# The Stoner/Doom Metal Thread



## HailTheLeaf (Jun 8, 2009)

...Because apparently there isn't one yet damnit, and that's a bloody shame. A thread for all things Sleep, Electric Wizard, Kyuss, High On Fire, etc...

And I highly recommend Earthless, Stinking Lizaveta, and Mammatus as well...and The Sword, Elder, Thrones...


----------



## rockem420 (Jun 8, 2009)

Electric Wizard is so awesome. I also like Paganus and Ufomammut.

Also...Esoteric.


----------



## HailTheLeaf (Jun 8, 2009)

Hell yeah, any love for Orange Goblin in the house?


----------



## CV Cooperative (Jun 11, 2009)

Kyuss is where it's at. But I also listen Electric Wizard, Orange Goblin, etc.


----------



## HailTheLeaf (Jun 13, 2009)

All good stuff...I'm rocking the new Keelhaul right now, it's very Mastodon-ish


----------



## DR.LEMON (Jun 14, 2009)

Goatlord -reflections of the sosltice FTW
best doom/death metal album in the 90's


----------



## Massachrist (Jun 14, 2009)

I enjoy Pentagram and Colour Haze, along with Orange Goblin and the others listed above!


----------



## HailTheLeaf (Jun 14, 2009)

Electric Wizard and Pentagram are fucking great. Goatsnake, Dozer, Hackman, and Greenleaf aren't too shabby either...


----------



## shroomer33 (Jun 14, 2009)

uhhh. i like Sleep. do all of these other bands have that kind of sound? Sleep is really trippy.


----------



## Massachrist (Jun 14, 2009)

shroomer33 said:


> uhhh. i like Sleep. do all of these other bands have that kind of sound? Sleep is really trippy.


some of them.


----------



## Anjinsan (Jun 14, 2009)

My fav of your list is High On Fire.


----------



## HailTheLeaf (Jun 14, 2009)

Anjinsan said:


> My fav of your list is High On Fire.


Then I'd also check out Black Cobra and Indian if you haven't already...


----------



## HailTheLeaf (Jun 14, 2009)

Massachrist said:


> some of them.


What he said...check out Mammatus, and Earth...and Earthless. Most of this shit is what other metalheads I talk to call "obscure". 

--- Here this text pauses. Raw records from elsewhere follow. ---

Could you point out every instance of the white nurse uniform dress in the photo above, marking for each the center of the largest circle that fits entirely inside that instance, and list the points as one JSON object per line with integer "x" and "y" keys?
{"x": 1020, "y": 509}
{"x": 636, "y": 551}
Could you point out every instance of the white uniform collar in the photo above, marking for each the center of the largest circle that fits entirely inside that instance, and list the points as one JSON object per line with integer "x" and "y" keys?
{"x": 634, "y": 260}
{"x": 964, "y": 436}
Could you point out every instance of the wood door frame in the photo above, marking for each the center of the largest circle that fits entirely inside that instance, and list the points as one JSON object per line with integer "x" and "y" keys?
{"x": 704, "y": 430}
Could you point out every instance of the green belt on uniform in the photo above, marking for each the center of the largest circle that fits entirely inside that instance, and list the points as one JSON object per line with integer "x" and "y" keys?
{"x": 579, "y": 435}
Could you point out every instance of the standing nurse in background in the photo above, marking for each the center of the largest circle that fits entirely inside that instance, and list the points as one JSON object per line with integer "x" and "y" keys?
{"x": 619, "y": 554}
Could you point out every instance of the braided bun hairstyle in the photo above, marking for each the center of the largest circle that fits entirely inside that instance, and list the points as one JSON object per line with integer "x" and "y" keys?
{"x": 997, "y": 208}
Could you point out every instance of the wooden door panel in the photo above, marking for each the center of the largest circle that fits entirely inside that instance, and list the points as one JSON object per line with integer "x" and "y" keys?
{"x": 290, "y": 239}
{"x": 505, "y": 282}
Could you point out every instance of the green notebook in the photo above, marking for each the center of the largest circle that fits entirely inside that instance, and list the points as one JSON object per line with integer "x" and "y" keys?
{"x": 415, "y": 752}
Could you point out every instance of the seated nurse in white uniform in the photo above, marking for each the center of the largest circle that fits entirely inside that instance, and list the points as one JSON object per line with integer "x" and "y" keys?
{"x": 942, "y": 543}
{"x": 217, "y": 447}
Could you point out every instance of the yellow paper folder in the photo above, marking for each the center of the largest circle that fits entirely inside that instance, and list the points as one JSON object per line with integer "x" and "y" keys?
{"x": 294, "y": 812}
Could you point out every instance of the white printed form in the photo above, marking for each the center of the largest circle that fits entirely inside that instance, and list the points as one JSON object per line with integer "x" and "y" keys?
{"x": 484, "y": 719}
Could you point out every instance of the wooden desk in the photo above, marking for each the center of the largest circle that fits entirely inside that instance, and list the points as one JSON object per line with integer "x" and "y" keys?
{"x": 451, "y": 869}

There's other shit that sounds like Sleep, but I just got home from work and I'm really tired and stoned and can't think of them right now...anyone?


----------



## Anjinsan (Jun 15, 2009)

Are you guys considering Baroness stoner/doom metal?

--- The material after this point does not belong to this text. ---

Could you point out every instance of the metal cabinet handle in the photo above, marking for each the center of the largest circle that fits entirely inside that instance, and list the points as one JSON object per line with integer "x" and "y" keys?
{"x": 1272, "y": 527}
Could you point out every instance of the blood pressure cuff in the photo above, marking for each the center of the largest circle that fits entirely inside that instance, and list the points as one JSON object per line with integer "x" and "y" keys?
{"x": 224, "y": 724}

Because I'm really enjoying The Red Album by them. 

and OP: looked up Indian and Black Cobra...was only able to find a myspace on Indian...pretty cool stuff thx!


----------



## Anjinsan (Jun 15, 2009)

Also I'd recommend ISIS for anyone into heavy metal/atmospheric music.

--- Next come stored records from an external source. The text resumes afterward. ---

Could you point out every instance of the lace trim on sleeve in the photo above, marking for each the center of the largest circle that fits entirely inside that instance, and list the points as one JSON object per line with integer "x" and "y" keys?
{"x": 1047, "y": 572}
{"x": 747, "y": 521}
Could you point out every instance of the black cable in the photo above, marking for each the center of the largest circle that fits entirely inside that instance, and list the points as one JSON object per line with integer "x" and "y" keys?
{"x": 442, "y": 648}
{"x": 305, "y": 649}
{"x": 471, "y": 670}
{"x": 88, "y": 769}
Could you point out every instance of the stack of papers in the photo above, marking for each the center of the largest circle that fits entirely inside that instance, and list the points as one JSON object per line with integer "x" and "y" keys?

ISIS: "Oceanic" and the new one "Wavering Radiant" are both very cool. 

More stuff...

Between the Buried and Me: "Colors"

and of course every Mastodon cd that you can get your paws on. 

Not stoner or doom at all...but the new 
Circus Maximus: "Isolate" ...F'IN SLAYS.

Trying to get into Boris: "Pink" ...but I keep thinking of a odd japanese band that is somewhat similar but stranger/better...Ex-Girl: "Endangered Species"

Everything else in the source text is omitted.